Start by mapping profit pools and business processes to pinpoint high-impact tasks (customer quality, operational costs, time-to-market). Assess each use case for technical feasibility, data availability, and strategic alignment. Organize projects into short test-and-learn cycles to quickly validate hypotheses and adjust the roadmap before committing to large-scale developments.

What are the main risks associated with integrating AI into existing processes?

Risks include poor data quality, team silos, and algorithmic bias. Premature over-automation can degrade the user experience. Ethical and regulatory issues (GDPR, compliance) must also be managed. Implementing regular audits, robustness testing, and stakeholder training helps mitigate these risks and ensure controlled adoption.

How do you measure return on investment and define KPIs for an AI project?

Define quantitative indicators (time savings, error reduction, increase in average basket value) and qualitative indicators (adoption rate, user satisfaction). Set up dashboards to track these KPIs at each iteration. An incremental approach allows objectives to be adjusted based on business feedback and value captured in the short term before scaling up.

How do you avoid the commoditization of gains and create a sustainable advantage?

Combine AI with industry expertise, proprietary data, and strategic partnerships to create barriers to entry. Design scalable business models (freemium offerings, modular subscriptions) and embed AI in the customer experience. This holistic approach, blending open source and custom integrations, turns operational gains into lasting differentiation.

What are the challenges of an open source modular architecture for AI?

Ensure interoperability between components, module security, and version governance. Choose mature, active open source frameworks and define clear APIs to facilitate platform evolution. Maintain scalability and maintainability by isolating functional building blocks. These best practices reduce lock-in risks and support development agility.

How do you secure and manage proprietary data for AI models?

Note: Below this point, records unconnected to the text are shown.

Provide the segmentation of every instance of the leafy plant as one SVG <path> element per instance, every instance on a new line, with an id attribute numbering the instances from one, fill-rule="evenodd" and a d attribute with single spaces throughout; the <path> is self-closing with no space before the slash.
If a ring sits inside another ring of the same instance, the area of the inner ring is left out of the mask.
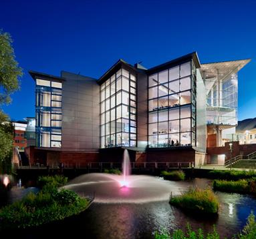
<path id="1" fill-rule="evenodd" d="M 170 204 L 181 208 L 201 213 L 217 214 L 219 202 L 218 198 L 209 188 L 190 188 L 180 196 L 170 198 Z"/>

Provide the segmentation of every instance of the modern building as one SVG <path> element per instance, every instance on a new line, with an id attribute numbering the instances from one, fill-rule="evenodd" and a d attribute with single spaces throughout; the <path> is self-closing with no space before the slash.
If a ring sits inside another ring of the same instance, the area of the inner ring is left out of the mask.
<path id="1" fill-rule="evenodd" d="M 193 53 L 150 69 L 119 60 L 98 79 L 29 71 L 30 161 L 116 162 L 127 148 L 134 162 L 206 163 L 207 146 L 221 145 L 235 128 L 237 72 L 249 61 L 201 65 Z"/>
<path id="2" fill-rule="evenodd" d="M 27 127 L 25 120 L 18 120 L 13 122 L 14 126 L 13 147 L 20 151 L 24 151 L 27 146 L 27 140 L 25 138 L 25 132 Z"/>

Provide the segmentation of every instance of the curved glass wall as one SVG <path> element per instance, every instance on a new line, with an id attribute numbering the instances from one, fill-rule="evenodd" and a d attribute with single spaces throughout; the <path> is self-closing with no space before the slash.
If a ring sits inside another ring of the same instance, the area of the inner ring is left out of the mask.
<path id="1" fill-rule="evenodd" d="M 121 69 L 100 86 L 100 147 L 136 146 L 136 78 Z"/>
<path id="2" fill-rule="evenodd" d="M 148 146 L 195 144 L 196 69 L 192 61 L 148 77 Z"/>
<path id="3" fill-rule="evenodd" d="M 61 83 L 36 80 L 37 146 L 61 146 Z"/>

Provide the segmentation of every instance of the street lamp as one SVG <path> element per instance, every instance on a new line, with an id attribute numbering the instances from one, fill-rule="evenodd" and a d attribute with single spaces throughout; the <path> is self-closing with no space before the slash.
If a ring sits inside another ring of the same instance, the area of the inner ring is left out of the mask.
<path id="1" fill-rule="evenodd" d="M 230 150 L 230 170 L 232 169 L 232 162 L 231 162 L 231 159 L 232 159 L 232 146 L 233 146 L 233 143 L 232 142 L 230 142 L 229 143 L 229 150 Z"/>

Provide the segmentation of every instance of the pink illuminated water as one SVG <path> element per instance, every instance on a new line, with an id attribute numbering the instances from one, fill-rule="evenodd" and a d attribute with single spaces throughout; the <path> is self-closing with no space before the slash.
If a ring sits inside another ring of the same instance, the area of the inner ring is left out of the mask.
<path id="1" fill-rule="evenodd" d="M 127 149 L 124 151 L 123 162 L 122 162 L 122 176 L 123 179 L 120 182 L 121 186 L 129 186 L 129 176 L 130 175 L 130 162 L 129 152 Z"/>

Implement comprehensive data management: dataset cataloging, access controls, encryption, and anonymization. Document provenance and version training datasets. Establish data governance ensuring regulatory compliance and traceability. This approach protects competitive advantage while laying a solid foundation for training and enriching AI models.

What are common mistakes when implementing intelligent agents?

Common mistakes include underestimating data quality, lack of clear KPIs, premature model deployment, and neglecting team support. To avoid these pitfalls, adopt short experimentation cycles, document each step, and plan a skills development program for end users.